Les partenaires de la coalition se sont affrontés violemment sur les coupes à opérer dans le budget fédéral pour économiser plus de 80 milliards d'euros sur quatre ans, qui ont été annoncées lundi.

Les libéraux ont mis leur veto aux hausses d'impôts ou de TVA qu'envisageaient les conservateurs. Mme Merkel a finalement présenté un projet de budget exempt de tout nouvel impôt pour les plus fortunés, épargnant ainsi une clientèle du FDP.

La bataille s'est poursuivie autour du constructeur automobile Opel.

Mercredi soir, le ministre libéral de l'Economie Rainer Br-derle annonçait que Berlin n'apporterait pas les garanties publiques réclamées par la maison-mère américaine General Motors. Il a jugé GM assez solide pour aider seule sa filiale allemande qui emploie 25 000 salariés.

Jeudi, la chancelière clarifiait: si le gouvernement fédéral n'aide pas Opel, c'est parce qu'il n'y a «pas d'accord au sein de la coalition» sur cette question.

Les Länder (États régionaux) où sont implantés des usines Opel vont toutefois mettre la main à la poche, a-t-elle assuré, et GM peut aussi formuler une nouvelle demande d'aides fédérales au titre de la recherche automobile.

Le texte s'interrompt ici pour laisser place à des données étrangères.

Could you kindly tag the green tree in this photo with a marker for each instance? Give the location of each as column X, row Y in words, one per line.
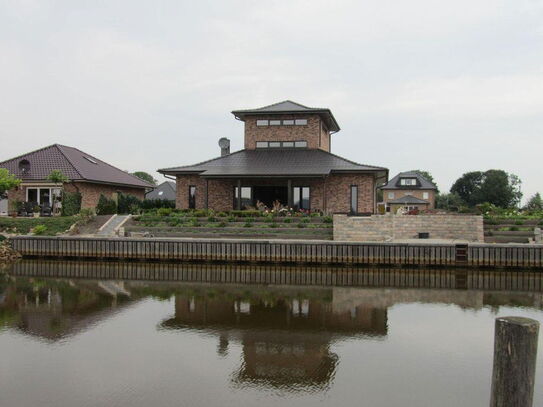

Un désaveu cinglant pour le FDP, qui bouillonne d'autant plus qu'une grande réforme de la santé présentée récemment par le ministre libéral du secteur a été enterrée par le camp conservateur -- du moins en l'état.

«Pour Mme Merkel, l'objectif est de guider son alliance gouvernementale en ménageant encore un peu le FDP jusqu'à l'élection présidentielle du 30 juin», où la majorité doit élire Christian Wulff (CDU) à la tête de l'État, souligne Gero Neugebauer.

«Pour des raisons d'image, elle doit éviter les défections dans le camp libéral», dit le politologue. Car elle a déjà été affaiblie par la démission surprise du président Horst Köhler le 31 mai et par un piètre score de sa CDU à une élection régionale en Rhénanie (ouest) fin mai.

«Après la présidentielle, elle aura moins d'égards pour le FDP», pronostique M. Neugebauer. Les conservateurs peaufineraient déjà leurs projets de hausse d'impôts, selon la presse.

Reste que la popularité de la chancelière en a encore pris un coup. Sa coalition n'obtient plus que 37% des intentions de vote.